Reproductive system: Vagina is more than twice the length of the oviduct. Oviduct about half as long as the proximal part of the pedunculus, which is longer than the distal part. Basally the pedunculus is much broader than the adjoining oviduct. The bursa of the bursa copulatrix is separate from the spermoviduct; it reaches hardly further than the diverticulum. Male part of the genitalia with a single retractor muscle, without flagellum or caecum. Penis is tripartite as far as can be judged on the basis of the transparent genital slides, forming a loop with a sharp curvature about halfway. Proximal half formed by (1) a short segment with a relatively simple luminal surface, followed by (2) a clearly broader and about three times longer part with some longitudinal ridges with zigzag borders. Distal half, with the insertion of the retractor muscle slightly distal from halfway, about as broad or little broader than the narrow part of the proximal half; penial segment (3) with a relatively simple luminal surface; epiphallus (4) with a vague pattern of small pustulae, most clearly seen at its distal end. Vas deferens, a short part of the penis and nearly as much as the proximal half of the vagina united by a common sheath.
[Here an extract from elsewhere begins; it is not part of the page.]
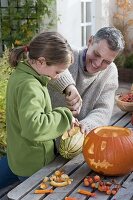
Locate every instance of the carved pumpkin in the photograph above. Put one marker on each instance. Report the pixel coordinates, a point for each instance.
(109, 150)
The large main cusp of the central tooth of radula is accompanied by prominent ectocones. The 7-8 adjoining lateral teeth in half a row have equally small ectocones. All these teeth have prominent basal plates with interrow support ridges. In the first marginal tooth, the main cusp is less symmetrical and the basal plate is less prominently developed. The following c.10 marginal teeth are increasingly more asymmetrical initially, with an endocone on the main cusp and ectones with two or three cusps in the teeth closer to the margin, which are irregularly comb-like when the main cusp with the endocone becomes relatively smaller.

| Radula: central tooth, with adjoining lateral teeth 1-3. | Radula: lateral tooth 7 and marginal teeth 1-5. |

== Ecology ==
Leptacme cuongi is known to inhabit limestone areas.